Un journaliste suisse nous dit tenir de bonne source que cette décision indique seulement la volonté du Conseil Suprême de ne pas se déjuger et que la Ligue des Nations pourra toujours revenir sur la question. Il y aurait, d’après cette interprétation, plutôt une déclaration d’incompétence qu’une fin de non recevoir.
La décision du Conseil Suprême ne saurait surprendre personne, car M. Renner a été seul à être entendu. M. Ender n’a pas même demandé à l’accompagner à Paris et s’est borné à lui télégraphier pour lui rappeler qu’il avait été entendu entre eux que la question ne serait pas discutée à Paris avant que le Vorarlberg ait pu exposer son point de vue. Il semble qu’il y ait eu là une promesse formelle de la part de M. Renner, promesse qu’il aurait éludée en faisant prendre les devants par les Puissances alliées.
Le Conseil fédéral n’a fait, de son côté, aucune démarche quelconque auprès des Puissances pour faire reconnaître le droit de libre disposition du Vorarlberg. Il tenait absolument à éviter toute apparence d’un encouragement à la séparation du Vorarlberg d’avec l’Autriche. Le Conseil fédéral était d’ailleurs encouragé dans son attitude passive par le fait que le Vorarlberg ne lui avait pas encore demandé d’intervenir; celui-ci, en effet, désireux lui aussi de suivre à tout prix la filière légale, ne voulait pas agir directement tant qu’il y aurait quelque chance de voir M. Renner présenter lui-même la requête de M. Ender. L’art de M. Renner a consisté toujours à mettre la Suisse dans l’impossibilité morale de défendre le Vorarlberg: n’ayant ainsi à faire qu’à ce petit peuple, il lui était facile chaque fois d’en venir à bout.

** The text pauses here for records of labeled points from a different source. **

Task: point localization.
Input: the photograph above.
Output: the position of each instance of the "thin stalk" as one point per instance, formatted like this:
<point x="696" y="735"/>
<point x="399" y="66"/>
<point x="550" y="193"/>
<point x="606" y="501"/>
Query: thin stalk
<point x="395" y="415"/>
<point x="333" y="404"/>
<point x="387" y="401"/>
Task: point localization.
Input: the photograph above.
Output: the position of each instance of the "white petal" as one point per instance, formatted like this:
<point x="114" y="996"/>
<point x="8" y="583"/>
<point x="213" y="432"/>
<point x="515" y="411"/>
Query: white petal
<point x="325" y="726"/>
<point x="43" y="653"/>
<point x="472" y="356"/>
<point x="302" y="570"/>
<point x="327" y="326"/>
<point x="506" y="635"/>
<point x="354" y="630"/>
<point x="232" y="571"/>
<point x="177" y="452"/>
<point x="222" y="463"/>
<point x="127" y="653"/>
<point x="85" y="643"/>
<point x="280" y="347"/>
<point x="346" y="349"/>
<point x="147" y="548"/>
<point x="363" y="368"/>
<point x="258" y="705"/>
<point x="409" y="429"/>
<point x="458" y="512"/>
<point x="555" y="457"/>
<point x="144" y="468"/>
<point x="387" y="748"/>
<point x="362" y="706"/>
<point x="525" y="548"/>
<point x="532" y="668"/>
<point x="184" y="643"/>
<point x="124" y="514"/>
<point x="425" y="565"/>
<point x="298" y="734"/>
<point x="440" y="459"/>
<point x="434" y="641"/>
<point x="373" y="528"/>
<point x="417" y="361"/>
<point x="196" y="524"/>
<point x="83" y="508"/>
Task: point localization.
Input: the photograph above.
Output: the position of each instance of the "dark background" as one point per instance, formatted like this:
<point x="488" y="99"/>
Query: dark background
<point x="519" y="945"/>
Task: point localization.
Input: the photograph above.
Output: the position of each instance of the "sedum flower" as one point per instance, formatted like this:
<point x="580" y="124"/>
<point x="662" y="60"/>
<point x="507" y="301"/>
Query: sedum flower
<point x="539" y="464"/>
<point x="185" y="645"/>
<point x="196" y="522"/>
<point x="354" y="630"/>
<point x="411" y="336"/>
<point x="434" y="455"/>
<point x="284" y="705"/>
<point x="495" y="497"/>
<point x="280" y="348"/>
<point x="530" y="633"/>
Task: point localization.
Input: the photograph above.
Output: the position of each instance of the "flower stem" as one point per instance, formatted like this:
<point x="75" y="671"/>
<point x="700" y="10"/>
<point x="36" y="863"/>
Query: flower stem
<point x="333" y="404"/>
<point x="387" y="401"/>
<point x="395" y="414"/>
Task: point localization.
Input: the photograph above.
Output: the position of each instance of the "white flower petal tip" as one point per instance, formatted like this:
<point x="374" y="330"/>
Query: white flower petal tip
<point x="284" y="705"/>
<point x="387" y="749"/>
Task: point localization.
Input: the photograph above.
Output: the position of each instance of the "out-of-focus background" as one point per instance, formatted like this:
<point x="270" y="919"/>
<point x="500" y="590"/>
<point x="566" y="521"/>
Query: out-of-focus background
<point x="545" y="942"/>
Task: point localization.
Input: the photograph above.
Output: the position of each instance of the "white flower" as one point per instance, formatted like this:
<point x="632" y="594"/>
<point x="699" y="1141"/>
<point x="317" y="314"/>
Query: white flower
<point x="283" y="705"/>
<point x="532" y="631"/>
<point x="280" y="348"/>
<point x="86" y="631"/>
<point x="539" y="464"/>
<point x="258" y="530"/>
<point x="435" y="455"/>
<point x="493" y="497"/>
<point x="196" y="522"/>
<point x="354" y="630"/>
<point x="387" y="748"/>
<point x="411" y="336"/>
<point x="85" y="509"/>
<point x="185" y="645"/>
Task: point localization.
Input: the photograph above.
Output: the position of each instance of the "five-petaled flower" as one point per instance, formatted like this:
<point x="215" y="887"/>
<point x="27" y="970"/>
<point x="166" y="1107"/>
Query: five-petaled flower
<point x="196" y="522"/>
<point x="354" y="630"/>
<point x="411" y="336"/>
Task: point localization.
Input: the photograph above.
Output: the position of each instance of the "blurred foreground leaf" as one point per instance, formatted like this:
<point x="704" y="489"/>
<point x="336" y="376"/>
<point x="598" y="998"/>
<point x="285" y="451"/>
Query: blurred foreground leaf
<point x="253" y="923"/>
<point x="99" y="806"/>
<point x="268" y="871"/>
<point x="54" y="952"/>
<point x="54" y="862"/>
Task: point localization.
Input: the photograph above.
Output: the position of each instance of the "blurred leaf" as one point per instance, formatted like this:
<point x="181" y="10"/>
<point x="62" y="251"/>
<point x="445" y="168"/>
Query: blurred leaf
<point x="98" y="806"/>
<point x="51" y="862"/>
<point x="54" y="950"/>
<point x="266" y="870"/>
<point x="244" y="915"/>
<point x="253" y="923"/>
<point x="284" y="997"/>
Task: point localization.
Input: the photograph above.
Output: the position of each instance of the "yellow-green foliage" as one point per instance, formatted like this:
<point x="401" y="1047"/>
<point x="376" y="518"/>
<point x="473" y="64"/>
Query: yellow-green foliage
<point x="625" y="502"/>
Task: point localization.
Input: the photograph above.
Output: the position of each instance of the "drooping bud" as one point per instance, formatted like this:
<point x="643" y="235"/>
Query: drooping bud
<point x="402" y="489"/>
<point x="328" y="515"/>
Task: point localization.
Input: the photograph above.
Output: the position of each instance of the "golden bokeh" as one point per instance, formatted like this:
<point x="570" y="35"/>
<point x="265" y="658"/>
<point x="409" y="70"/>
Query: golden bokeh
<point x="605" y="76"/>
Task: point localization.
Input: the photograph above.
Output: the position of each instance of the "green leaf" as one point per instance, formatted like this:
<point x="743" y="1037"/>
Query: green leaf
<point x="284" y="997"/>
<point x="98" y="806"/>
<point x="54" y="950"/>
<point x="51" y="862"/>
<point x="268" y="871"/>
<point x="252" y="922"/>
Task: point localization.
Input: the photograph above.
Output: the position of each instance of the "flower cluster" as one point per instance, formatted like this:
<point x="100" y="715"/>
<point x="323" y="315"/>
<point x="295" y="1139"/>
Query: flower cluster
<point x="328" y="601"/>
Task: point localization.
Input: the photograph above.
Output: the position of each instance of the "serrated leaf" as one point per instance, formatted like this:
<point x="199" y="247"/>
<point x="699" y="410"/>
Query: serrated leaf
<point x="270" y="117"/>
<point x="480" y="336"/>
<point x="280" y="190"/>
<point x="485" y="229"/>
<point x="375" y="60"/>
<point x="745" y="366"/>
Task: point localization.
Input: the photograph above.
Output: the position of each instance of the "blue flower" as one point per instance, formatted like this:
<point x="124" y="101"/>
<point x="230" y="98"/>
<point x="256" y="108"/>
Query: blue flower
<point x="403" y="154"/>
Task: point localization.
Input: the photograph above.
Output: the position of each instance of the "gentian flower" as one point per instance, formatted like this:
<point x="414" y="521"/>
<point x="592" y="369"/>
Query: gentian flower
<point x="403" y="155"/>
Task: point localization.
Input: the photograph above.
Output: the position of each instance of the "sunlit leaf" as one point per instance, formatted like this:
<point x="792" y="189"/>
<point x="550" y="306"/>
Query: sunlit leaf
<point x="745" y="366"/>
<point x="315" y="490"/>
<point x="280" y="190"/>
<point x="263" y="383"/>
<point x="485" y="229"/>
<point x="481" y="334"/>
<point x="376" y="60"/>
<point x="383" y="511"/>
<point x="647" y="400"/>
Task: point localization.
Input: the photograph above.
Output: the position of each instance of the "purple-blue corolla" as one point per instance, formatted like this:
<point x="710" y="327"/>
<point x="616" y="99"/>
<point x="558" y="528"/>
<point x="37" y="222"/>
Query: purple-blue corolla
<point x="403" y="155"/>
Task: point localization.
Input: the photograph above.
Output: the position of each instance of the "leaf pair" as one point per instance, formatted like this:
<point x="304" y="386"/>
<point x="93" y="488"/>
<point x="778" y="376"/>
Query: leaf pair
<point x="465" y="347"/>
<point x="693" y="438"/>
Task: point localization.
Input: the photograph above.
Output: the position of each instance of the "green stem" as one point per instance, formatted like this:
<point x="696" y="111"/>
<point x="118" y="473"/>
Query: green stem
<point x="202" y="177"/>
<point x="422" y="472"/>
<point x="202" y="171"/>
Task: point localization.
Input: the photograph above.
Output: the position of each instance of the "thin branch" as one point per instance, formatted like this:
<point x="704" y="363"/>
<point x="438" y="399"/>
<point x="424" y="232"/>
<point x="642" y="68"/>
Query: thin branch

Il est évident que les manifestations tyroliennes en faveur d’une réunion à l’Allemagne ont été combinées par M. Renner afin d’impressioner l’Entente et de lui faire croire qu’en touchant au Vorarlberg, on démolissait toute l’Autriche, et on la jetait dans les bras allemands. L’attitude des socialistes à Innsbruck prouve clairement qu’ils obéissent à un mot d’ordre du Chancelier. Tout cela était bien facile pour M. Renner et la Suisse assistait à tous ces bluffs sans pouvoir venir en aide aux Vorarlberg eois, car le Conseil fédéral, comme nous l’avons déjà dit, était absolument opposé à toute intervention qui pût paraître attenter à l’intégrité de l’Autriche. La presse suisse prend note avec une certaine aigreur de la mauvaise foi de M. Renner.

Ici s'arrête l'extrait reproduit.